Speaking of unnecessary plot inclusions, the final thing I’ll nitpick here is the choice to bring back Sally Hardesty. For those of you who haven’t seen the original film, Sally is the only survivor of the Sawyer family’s butchering, driving off in hysterics as Leatherface swings his chainsaw in frustration. Here, she returns with a grudge to settle a nearly 50-year-old score with the big guy, having trained as a Texas Ranger in the decades since they last squared off. It’s pretty obvious that the film is deliberately trying to mimic what David Gordan Green did with Jamie Lee Curtis’s Laurie Strode in 2018’s Halloween reboot/sequel, yet doesn’t understand that Sally and Leatherface don’t have nearly the same resonance as an antagonistic duo. For one thing, they’ve only been in one movie together, so it’s not like she’s a reoccurring protagonist like Laurie was. And for another, the original actress for Sally, Marilyn Burns, sadly passed away in 2014, you fans of the ’74 don’t get the same sense of catharsis as they would from Laurie and Michael Myers. There’s no real legacy aspect here, and Sally’s storyline goes nowhere as a result. You could remove her from the film altogether and it would have no actual bearing on the plot as a whole.

I don’t outright hate this movie like I have the past few attempts at reviving the franchise, despite its many, many faults. For all its failures in terms of character and story, it still manages to showcase a stylish, quick-paced cavalcade of slasher action, and for that alone I’ll give it some due credit. But there’s nothing here that really justifies this being a Texas Chainsaw installment. It could have been its own thing entirely, without the baggage that the franchise brings with it, and probably done a lot better. But I’ve certainly seen worse.
If you want a fun, bloody little 90-minute romp to munch along with some popcorn, Texas Chainsaw Massacre isn’t a bad choice. But I think it’s about time we seriously consider leaving Texas altogether, at least for a while.

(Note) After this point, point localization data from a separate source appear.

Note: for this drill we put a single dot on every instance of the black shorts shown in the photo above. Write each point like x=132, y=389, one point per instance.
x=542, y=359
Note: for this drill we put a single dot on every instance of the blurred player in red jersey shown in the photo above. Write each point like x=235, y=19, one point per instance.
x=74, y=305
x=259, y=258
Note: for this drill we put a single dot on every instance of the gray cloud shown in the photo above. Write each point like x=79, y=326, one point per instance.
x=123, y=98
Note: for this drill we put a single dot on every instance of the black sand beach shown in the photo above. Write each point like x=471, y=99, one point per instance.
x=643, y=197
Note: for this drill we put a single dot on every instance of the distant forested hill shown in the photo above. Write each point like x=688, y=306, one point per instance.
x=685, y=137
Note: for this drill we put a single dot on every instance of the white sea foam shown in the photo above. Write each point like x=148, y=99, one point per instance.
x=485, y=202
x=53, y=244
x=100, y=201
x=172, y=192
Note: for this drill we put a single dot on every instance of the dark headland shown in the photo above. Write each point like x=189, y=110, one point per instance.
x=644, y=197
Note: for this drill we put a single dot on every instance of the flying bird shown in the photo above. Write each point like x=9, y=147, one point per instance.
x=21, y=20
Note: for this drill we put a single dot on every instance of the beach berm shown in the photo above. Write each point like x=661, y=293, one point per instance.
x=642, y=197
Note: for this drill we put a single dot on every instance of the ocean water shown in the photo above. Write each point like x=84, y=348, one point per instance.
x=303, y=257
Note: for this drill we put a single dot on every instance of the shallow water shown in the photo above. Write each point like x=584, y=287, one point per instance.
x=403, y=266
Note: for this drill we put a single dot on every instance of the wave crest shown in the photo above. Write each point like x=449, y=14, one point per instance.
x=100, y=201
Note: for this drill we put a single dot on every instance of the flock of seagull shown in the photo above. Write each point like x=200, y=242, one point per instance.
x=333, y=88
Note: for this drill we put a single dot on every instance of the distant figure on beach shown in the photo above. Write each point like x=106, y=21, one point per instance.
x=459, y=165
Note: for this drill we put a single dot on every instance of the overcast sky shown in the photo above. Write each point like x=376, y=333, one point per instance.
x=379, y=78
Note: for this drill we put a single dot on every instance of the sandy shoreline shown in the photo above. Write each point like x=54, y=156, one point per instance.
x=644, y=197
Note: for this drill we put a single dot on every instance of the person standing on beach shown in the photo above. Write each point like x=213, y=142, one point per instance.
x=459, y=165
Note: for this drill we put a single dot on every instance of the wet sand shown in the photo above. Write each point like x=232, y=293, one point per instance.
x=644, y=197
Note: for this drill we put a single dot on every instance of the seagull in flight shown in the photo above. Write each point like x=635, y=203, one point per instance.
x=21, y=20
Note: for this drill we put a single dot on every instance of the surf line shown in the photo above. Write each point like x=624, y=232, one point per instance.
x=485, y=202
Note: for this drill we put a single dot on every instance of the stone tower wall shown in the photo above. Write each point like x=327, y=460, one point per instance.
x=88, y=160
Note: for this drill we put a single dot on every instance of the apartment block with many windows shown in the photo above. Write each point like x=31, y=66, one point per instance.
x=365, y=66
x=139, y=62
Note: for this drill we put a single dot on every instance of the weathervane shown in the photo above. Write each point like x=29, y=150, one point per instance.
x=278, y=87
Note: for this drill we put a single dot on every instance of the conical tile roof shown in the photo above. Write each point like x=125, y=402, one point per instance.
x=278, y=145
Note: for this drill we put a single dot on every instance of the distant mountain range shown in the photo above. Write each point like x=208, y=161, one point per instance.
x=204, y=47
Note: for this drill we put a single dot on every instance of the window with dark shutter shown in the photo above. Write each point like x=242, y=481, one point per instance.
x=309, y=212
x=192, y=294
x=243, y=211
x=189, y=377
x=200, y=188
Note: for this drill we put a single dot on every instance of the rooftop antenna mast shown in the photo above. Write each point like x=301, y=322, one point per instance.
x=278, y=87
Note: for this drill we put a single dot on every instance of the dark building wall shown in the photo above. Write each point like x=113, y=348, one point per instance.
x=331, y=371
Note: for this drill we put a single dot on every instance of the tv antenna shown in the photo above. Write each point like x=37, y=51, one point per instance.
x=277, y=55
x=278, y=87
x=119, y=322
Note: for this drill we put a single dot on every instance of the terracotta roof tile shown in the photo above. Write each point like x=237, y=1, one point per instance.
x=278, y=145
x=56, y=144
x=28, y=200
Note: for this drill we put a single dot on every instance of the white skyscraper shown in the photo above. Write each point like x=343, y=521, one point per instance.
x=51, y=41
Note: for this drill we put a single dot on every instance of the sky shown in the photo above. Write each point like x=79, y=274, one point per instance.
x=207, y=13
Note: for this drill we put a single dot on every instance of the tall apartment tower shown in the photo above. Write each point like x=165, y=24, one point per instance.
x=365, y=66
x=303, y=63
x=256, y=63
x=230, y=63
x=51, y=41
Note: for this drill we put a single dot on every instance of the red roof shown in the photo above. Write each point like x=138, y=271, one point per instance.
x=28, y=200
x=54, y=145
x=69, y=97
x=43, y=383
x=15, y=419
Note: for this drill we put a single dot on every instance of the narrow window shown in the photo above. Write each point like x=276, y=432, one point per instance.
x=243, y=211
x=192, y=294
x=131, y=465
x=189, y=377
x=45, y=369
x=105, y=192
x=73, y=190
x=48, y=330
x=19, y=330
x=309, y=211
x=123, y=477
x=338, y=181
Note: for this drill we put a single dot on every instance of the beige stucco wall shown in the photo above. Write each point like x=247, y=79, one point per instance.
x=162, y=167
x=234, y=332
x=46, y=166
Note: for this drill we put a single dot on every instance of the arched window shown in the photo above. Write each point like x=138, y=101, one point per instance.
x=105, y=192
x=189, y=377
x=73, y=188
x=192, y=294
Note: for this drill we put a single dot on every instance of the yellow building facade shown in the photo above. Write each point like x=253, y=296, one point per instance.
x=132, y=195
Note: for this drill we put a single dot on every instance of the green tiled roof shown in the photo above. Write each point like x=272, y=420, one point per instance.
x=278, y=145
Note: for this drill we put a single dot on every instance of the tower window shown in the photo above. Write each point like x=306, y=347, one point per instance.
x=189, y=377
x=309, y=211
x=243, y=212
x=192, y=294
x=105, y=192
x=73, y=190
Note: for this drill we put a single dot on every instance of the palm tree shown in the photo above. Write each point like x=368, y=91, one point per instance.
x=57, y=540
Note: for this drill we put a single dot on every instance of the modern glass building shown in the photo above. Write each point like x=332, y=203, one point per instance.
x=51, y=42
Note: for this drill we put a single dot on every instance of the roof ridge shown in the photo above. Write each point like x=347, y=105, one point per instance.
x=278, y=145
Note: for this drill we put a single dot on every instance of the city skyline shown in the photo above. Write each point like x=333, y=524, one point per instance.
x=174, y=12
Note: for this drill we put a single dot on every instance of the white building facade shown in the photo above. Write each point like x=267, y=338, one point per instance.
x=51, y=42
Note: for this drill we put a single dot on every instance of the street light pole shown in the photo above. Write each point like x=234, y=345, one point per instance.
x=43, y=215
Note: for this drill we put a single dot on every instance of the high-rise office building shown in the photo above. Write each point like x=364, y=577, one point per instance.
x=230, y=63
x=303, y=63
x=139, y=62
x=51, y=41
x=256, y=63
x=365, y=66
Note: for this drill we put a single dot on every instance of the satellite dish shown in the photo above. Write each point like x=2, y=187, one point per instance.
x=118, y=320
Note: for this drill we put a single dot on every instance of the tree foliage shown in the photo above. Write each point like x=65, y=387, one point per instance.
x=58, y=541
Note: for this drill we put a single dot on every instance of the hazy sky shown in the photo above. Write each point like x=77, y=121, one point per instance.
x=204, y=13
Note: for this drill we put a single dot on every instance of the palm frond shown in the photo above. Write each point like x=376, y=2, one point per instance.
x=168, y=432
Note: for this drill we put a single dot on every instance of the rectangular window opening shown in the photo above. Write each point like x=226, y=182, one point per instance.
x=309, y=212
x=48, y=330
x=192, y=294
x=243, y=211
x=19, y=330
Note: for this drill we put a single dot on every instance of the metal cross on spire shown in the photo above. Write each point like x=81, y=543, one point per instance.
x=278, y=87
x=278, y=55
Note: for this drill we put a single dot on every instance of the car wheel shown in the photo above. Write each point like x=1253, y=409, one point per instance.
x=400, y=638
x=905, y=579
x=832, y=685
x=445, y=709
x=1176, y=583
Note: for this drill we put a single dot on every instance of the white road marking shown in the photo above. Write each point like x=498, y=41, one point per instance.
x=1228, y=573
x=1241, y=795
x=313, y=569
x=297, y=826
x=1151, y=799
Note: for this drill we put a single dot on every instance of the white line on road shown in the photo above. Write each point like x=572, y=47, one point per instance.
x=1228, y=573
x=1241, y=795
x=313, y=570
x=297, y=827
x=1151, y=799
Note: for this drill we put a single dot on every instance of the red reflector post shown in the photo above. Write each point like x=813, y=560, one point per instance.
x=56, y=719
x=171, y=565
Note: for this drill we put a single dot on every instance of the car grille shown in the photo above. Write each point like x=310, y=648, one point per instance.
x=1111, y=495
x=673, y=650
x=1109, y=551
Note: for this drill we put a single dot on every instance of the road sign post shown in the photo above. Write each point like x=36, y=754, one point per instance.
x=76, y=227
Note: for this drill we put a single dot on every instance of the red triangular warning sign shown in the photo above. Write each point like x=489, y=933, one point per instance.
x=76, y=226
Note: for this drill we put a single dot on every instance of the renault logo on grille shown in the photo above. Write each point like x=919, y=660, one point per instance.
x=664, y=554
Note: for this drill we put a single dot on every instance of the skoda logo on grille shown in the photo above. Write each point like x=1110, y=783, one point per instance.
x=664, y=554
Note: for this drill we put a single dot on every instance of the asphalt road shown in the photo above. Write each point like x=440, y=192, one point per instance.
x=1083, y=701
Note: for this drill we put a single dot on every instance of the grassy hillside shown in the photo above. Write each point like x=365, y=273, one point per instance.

Nice write-up. I had similar thoughts but was far less forgiving. These requels are out of control. I didn’t appreciate how different and young Leatherface was. The first three sequels are guilty pleasures of mine. I consider 1-4 a single continuity because Leatherface is “The Texas Chainsaw Massacre III” and Next Generation’s title card acknowledges (this might not be exact) “two minor yet apparently related incidents”. Plus NG introduces the “W.E.” mentioned in Leatherface’s title crawl. But I get where you’re coming from, especially with Leatherface. That script was a total mess. Anyway, I’ll poke around a bit more. Cool site. Love the name!
LikeLike
Thanks! Yeah, honestly, I’d rather most of these franchises just take a rest rather than trying to crank out half-baked semi-reboots every couple of years. It’s frankly just getting sad at this point. Love your site name too, by the way!